In the tutorial pyro tries to find the posterior probability for all the parameters “a”, “b_a”,“b_r”,“b_ar” given the observations.
In my example the neural_net comes from pytorch so my question is: how does pyro optimize the weights of the neural net?
Then I have another question. In the tutorial the user somehow provides a reasonable prior to the parameters “a”, “b_a”,“b_r”,“b_ar”. I would like to avoid stating a reasonable prior for the weights of the neural net (I would have too many parameters) but at the same time I feel like I do have to provide some prior.
Right now when the weights of the NN are initialized (at random following pytorch default) the mean might assume nonsense values and so I might be passing nonsense prior to pyro:

   with pyro.plate("data", len(ruggedness)):
        return pyro.sample("obs", dist.Normal(mean, sigma), obs=log_gdp)

I hope my questions are understandable, if not I will try to elaborate better.
Thanks for all the help and the effort.

if you want do formulate bayesian neural networks in pyro we recommend you use tyxe.

as a beginner user you may want to avoid bayesian neural networks as they constitute an active research area and may be tricky to get to work correctly.

if you want to implement a simple bayesian neural network by hand i suggest you write it out explicitly (without using modules), maybe something like the following:

w1 = pyro.sample("w1", dist.Normal(torch.zeros(4, 5), torch.ones(4, 5)).to_event(2))
w2 = pyro.sample("w1", dist.Normal(torch.zeros(5, 2), torch.ones(5, 2)).to_event(2))
sigma = 0.1
mean = nonlinearity(X @ w1) @ w2
with pyro.plate("data", len(y)):
    pyro.sample("obs",dist.Normal(mean, sigma).to_event(1), obs=y) 
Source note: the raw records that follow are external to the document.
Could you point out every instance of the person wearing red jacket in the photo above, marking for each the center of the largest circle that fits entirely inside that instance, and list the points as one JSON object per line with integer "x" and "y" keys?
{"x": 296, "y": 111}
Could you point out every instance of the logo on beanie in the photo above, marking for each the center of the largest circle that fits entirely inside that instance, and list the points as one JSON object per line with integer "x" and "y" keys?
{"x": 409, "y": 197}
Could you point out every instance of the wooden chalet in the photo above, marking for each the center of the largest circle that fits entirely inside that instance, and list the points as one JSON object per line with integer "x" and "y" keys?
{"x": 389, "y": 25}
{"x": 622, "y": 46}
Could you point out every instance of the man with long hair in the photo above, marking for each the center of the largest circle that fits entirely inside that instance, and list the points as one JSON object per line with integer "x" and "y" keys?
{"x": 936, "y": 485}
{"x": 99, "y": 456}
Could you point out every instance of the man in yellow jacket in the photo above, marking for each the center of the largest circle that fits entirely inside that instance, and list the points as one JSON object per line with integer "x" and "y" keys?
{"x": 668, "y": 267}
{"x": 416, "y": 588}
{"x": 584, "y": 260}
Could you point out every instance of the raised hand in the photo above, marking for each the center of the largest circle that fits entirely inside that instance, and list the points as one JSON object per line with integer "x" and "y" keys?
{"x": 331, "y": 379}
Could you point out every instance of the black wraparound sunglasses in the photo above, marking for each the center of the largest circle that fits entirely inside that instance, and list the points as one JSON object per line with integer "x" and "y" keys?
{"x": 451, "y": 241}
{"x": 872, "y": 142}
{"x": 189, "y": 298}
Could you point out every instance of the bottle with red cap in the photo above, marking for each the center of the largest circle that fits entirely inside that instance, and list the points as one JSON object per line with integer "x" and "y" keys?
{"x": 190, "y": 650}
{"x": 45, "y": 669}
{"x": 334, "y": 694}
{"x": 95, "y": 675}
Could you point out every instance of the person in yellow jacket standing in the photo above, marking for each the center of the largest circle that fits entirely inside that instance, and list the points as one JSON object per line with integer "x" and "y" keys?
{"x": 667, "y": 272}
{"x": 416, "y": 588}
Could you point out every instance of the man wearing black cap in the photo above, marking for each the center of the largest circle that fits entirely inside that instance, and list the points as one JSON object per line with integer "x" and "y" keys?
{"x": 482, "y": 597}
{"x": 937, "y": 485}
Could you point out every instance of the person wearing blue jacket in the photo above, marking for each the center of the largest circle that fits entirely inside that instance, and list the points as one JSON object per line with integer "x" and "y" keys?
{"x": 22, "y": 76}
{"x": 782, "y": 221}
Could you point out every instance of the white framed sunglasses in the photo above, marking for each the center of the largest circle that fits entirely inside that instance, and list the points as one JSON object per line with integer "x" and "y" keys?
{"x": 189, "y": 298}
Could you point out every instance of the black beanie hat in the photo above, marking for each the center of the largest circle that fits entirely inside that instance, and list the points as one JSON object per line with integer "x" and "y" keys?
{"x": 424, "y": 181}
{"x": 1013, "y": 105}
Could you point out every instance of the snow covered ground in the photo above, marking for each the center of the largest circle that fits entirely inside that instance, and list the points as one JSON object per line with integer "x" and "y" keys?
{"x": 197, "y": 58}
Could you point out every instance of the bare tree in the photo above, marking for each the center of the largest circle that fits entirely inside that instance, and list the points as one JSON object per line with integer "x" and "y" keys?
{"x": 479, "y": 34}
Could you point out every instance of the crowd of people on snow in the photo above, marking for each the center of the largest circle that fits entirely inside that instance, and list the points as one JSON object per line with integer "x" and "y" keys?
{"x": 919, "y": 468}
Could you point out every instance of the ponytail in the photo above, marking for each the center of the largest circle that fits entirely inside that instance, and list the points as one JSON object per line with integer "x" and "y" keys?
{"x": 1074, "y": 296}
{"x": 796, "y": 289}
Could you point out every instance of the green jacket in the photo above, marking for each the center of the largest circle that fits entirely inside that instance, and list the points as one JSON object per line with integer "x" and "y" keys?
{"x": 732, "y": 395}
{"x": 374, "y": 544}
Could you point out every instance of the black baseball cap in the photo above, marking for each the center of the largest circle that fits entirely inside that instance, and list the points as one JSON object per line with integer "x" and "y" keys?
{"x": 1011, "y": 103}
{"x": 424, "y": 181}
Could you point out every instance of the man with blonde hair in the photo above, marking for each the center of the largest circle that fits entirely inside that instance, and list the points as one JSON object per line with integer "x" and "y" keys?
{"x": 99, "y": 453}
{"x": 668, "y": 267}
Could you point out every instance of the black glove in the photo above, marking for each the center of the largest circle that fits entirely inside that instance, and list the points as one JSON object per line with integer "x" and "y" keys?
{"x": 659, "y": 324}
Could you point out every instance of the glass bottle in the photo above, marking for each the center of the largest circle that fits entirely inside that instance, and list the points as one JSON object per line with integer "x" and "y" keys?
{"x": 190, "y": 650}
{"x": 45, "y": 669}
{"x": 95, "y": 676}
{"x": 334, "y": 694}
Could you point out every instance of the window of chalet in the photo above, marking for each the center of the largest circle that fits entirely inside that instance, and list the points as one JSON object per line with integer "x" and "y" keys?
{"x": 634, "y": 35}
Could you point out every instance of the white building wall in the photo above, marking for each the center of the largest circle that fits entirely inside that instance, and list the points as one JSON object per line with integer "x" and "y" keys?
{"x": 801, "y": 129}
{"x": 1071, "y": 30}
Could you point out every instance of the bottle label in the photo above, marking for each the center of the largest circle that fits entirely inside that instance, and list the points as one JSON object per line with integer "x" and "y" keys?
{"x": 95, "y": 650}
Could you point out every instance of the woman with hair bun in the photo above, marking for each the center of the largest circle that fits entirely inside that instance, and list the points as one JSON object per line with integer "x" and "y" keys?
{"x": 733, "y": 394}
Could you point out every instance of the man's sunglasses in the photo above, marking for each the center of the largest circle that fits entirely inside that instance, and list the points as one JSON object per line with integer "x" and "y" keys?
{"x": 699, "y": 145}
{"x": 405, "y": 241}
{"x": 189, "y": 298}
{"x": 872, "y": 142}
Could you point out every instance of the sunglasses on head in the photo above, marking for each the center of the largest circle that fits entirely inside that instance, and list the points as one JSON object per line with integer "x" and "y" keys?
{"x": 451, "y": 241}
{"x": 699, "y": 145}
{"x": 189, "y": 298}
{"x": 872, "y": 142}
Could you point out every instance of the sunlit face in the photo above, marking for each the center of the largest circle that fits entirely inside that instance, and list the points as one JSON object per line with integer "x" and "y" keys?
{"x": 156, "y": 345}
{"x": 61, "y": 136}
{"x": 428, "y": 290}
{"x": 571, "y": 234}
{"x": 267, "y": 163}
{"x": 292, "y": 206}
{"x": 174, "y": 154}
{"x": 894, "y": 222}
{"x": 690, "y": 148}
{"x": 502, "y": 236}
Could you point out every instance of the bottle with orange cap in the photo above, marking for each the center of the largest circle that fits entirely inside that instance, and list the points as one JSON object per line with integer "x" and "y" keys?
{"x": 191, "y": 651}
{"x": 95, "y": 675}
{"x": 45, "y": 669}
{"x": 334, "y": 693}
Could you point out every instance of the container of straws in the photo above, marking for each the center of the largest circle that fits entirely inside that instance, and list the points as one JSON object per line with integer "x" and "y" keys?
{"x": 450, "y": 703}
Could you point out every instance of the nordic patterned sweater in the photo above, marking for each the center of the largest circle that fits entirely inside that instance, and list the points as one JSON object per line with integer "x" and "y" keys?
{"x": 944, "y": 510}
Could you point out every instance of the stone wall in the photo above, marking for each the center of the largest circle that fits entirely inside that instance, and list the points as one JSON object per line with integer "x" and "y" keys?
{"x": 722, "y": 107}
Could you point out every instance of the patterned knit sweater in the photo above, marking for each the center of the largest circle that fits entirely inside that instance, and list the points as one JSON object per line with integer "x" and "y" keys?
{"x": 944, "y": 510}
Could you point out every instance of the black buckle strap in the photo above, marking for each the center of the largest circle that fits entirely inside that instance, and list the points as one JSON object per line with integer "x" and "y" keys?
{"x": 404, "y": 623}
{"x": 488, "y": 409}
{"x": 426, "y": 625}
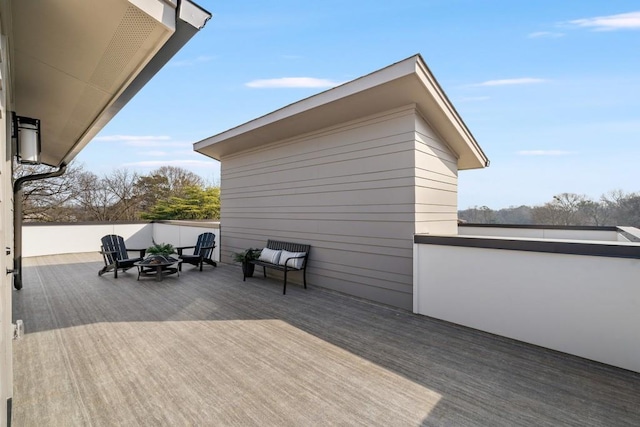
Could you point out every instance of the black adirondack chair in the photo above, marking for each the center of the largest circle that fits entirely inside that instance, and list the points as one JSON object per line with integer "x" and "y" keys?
{"x": 202, "y": 251}
{"x": 116, "y": 256}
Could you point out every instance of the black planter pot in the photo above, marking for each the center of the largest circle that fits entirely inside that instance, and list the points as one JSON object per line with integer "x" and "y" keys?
{"x": 247, "y": 269}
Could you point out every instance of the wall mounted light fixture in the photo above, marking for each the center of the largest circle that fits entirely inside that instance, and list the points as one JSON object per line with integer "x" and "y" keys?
{"x": 27, "y": 133}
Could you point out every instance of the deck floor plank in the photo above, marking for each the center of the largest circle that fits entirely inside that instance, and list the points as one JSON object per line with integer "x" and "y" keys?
{"x": 206, "y": 348}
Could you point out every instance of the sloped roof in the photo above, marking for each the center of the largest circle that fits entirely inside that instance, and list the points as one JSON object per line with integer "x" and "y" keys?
{"x": 403, "y": 83}
{"x": 74, "y": 65}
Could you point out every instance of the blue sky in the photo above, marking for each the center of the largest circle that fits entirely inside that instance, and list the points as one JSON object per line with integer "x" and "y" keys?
{"x": 549, "y": 89}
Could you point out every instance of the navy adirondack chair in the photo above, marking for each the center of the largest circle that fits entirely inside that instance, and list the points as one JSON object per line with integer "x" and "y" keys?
{"x": 202, "y": 251}
{"x": 116, "y": 256}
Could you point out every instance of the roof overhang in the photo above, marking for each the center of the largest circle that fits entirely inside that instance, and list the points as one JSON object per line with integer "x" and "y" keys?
{"x": 76, "y": 63}
{"x": 403, "y": 83}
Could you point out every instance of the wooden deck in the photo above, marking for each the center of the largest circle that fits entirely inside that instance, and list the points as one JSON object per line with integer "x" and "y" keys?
{"x": 205, "y": 348}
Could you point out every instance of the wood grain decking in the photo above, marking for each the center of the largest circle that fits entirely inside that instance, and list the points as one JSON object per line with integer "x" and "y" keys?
{"x": 207, "y": 349}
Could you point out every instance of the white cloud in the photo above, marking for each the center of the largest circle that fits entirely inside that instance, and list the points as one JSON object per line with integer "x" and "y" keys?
{"x": 144, "y": 141}
{"x": 129, "y": 138}
{"x": 474, "y": 99}
{"x": 179, "y": 163}
{"x": 543, "y": 153}
{"x": 508, "y": 82}
{"x": 190, "y": 62}
{"x": 621, "y": 21}
{"x": 292, "y": 82}
{"x": 545, "y": 34}
{"x": 154, "y": 153}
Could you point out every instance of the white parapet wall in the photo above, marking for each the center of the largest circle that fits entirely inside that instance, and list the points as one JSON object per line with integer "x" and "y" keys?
{"x": 581, "y": 304}
{"x": 51, "y": 239}
{"x": 541, "y": 232}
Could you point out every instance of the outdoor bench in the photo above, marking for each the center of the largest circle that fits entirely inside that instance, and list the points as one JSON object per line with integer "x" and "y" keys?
{"x": 283, "y": 256}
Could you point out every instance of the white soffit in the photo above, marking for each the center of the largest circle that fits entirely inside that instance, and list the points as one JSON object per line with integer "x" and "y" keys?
{"x": 403, "y": 83}
{"x": 75, "y": 63}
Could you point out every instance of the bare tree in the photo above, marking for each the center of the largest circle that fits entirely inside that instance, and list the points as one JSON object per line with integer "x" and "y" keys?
{"x": 47, "y": 200}
{"x": 121, "y": 187}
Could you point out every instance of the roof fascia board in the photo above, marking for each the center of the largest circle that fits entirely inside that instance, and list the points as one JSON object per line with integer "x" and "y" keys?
{"x": 184, "y": 31}
{"x": 392, "y": 72}
{"x": 434, "y": 88}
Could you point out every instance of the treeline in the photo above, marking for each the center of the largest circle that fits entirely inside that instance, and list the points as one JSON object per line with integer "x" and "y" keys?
{"x": 79, "y": 195}
{"x": 613, "y": 208}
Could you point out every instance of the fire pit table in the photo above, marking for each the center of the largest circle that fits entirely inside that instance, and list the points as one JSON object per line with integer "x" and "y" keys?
{"x": 158, "y": 266}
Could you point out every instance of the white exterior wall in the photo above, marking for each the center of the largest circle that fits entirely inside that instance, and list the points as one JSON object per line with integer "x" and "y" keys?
{"x": 350, "y": 192}
{"x": 588, "y": 306}
{"x": 6, "y": 233}
{"x": 539, "y": 233}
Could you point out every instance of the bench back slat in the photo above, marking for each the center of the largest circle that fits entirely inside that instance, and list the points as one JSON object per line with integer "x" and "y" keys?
{"x": 291, "y": 247}
{"x": 288, "y": 246}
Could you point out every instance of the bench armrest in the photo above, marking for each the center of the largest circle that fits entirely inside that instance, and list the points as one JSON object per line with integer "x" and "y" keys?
{"x": 181, "y": 248}
{"x": 142, "y": 251}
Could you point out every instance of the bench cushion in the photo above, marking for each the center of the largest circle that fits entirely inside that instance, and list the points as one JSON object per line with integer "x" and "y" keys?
{"x": 293, "y": 263}
{"x": 270, "y": 255}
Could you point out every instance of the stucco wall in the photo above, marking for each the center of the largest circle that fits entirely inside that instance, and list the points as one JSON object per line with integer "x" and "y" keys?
{"x": 349, "y": 191}
{"x": 577, "y": 304}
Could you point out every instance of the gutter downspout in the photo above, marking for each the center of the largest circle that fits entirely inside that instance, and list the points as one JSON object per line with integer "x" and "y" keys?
{"x": 17, "y": 219}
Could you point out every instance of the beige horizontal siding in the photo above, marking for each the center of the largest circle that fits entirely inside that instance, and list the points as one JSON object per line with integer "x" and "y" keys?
{"x": 436, "y": 185}
{"x": 353, "y": 192}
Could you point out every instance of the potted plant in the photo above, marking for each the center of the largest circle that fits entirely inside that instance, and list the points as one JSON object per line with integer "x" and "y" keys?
{"x": 244, "y": 257}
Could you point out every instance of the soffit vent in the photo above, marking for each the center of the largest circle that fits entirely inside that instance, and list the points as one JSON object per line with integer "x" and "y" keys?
{"x": 131, "y": 34}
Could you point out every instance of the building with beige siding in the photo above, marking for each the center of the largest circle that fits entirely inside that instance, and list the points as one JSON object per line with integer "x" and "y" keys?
{"x": 355, "y": 172}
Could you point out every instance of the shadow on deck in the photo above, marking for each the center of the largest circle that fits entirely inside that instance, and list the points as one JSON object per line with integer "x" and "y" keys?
{"x": 207, "y": 349}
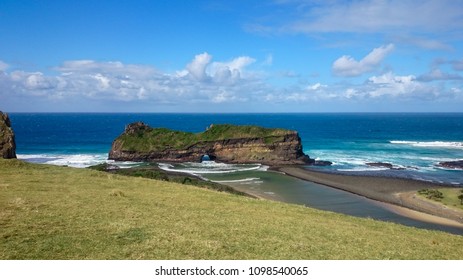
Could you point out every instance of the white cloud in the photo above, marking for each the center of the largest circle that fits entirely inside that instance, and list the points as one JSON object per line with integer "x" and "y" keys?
{"x": 437, "y": 74}
{"x": 202, "y": 80}
{"x": 391, "y": 85}
{"x": 219, "y": 84}
{"x": 377, "y": 16}
{"x": 347, "y": 66}
{"x": 197, "y": 68}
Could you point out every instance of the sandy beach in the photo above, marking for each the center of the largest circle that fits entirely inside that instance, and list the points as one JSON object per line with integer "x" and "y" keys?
{"x": 399, "y": 194}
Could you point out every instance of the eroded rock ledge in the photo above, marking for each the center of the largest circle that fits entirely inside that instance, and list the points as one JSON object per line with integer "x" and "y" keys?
{"x": 224, "y": 143}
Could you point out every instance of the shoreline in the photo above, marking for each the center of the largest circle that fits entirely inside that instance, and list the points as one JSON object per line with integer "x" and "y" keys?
{"x": 396, "y": 194}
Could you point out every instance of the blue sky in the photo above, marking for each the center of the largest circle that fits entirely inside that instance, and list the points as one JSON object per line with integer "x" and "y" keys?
{"x": 231, "y": 56}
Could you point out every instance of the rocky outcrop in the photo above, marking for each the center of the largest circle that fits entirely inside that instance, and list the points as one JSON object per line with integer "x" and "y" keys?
{"x": 7, "y": 142}
{"x": 458, "y": 164}
{"x": 222, "y": 143}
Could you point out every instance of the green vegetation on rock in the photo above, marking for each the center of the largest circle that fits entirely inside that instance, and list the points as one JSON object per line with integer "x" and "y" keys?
{"x": 446, "y": 196}
{"x": 52, "y": 212}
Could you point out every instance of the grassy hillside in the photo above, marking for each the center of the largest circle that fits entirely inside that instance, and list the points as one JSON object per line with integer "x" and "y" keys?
{"x": 161, "y": 138}
{"x": 49, "y": 212}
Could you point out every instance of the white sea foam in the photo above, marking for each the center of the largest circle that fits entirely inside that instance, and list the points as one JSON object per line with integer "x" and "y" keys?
{"x": 74, "y": 160}
{"x": 361, "y": 169}
{"x": 240, "y": 181}
{"x": 430, "y": 144}
{"x": 211, "y": 167}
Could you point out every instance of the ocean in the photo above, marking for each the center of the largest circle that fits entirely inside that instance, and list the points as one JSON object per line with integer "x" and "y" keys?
{"x": 413, "y": 143}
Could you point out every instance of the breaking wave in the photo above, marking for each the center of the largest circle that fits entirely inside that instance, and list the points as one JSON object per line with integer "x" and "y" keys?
{"x": 430, "y": 144}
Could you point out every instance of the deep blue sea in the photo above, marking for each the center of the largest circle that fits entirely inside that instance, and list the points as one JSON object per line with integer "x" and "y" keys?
{"x": 413, "y": 143}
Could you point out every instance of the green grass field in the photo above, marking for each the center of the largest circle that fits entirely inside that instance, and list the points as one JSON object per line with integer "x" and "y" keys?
{"x": 50, "y": 212}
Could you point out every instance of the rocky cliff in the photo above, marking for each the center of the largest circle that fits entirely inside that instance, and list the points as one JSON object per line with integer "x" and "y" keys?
{"x": 7, "y": 143}
{"x": 223, "y": 143}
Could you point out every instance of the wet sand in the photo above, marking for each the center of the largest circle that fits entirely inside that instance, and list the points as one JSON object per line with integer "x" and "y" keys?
{"x": 398, "y": 193}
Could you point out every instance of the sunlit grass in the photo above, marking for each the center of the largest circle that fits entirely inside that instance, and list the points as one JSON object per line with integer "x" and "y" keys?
{"x": 49, "y": 212}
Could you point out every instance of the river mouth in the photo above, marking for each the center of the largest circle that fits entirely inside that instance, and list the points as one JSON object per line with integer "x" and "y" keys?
{"x": 257, "y": 180}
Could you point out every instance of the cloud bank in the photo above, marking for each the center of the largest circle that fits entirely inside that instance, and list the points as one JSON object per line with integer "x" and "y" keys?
{"x": 222, "y": 85}
{"x": 346, "y": 66}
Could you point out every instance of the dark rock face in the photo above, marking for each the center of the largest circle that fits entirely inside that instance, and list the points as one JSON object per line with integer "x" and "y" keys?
{"x": 7, "y": 142}
{"x": 286, "y": 148}
{"x": 452, "y": 164}
{"x": 321, "y": 163}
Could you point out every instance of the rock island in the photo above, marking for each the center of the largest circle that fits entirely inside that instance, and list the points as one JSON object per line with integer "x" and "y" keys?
{"x": 223, "y": 143}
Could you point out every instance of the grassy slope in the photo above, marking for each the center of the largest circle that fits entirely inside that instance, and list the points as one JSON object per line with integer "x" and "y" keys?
{"x": 161, "y": 138}
{"x": 49, "y": 212}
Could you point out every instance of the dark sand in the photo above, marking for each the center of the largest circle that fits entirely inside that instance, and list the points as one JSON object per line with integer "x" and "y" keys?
{"x": 399, "y": 192}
as a general rule, always start simple before adding additional complexity.

Thanks again.
Actually i want to avoid using a bayesian neural network as well (as you said I would like to avoid the complexity).
What I was asking is if there’s a clever way to provide a plausible prior.
Right now the prior is governed by a NN with weights initialized randomly:

mean = neural_net(input)
sigma = neural_net2(input)

Imagine the weights of the NN randomly initialized give an initial sigma really close to zero and the initial mean far from it’s true value. This wrong prior will be extremly hard to overcome.
Is there a way to avoid this?
The only thing that comes to my mind is initializing the weights of the NN to obtain the chosen mean and sigma but how?

i’m sorry but in so far as i understand what you’re trying to do it doesn’t seem like it’s a sensible approach. i don’t see any reason why a prior like that would ever make sense. what is the high-level modeling assumption about the data that you’d like to me? if you want to go beyond a linear model reasonable approaches might include a gaussian process or a two-layer bayesian neural network. alternatively you could use a linear model in an extended (fixed) feature space, including e.g. linear and quadratic interaction terms.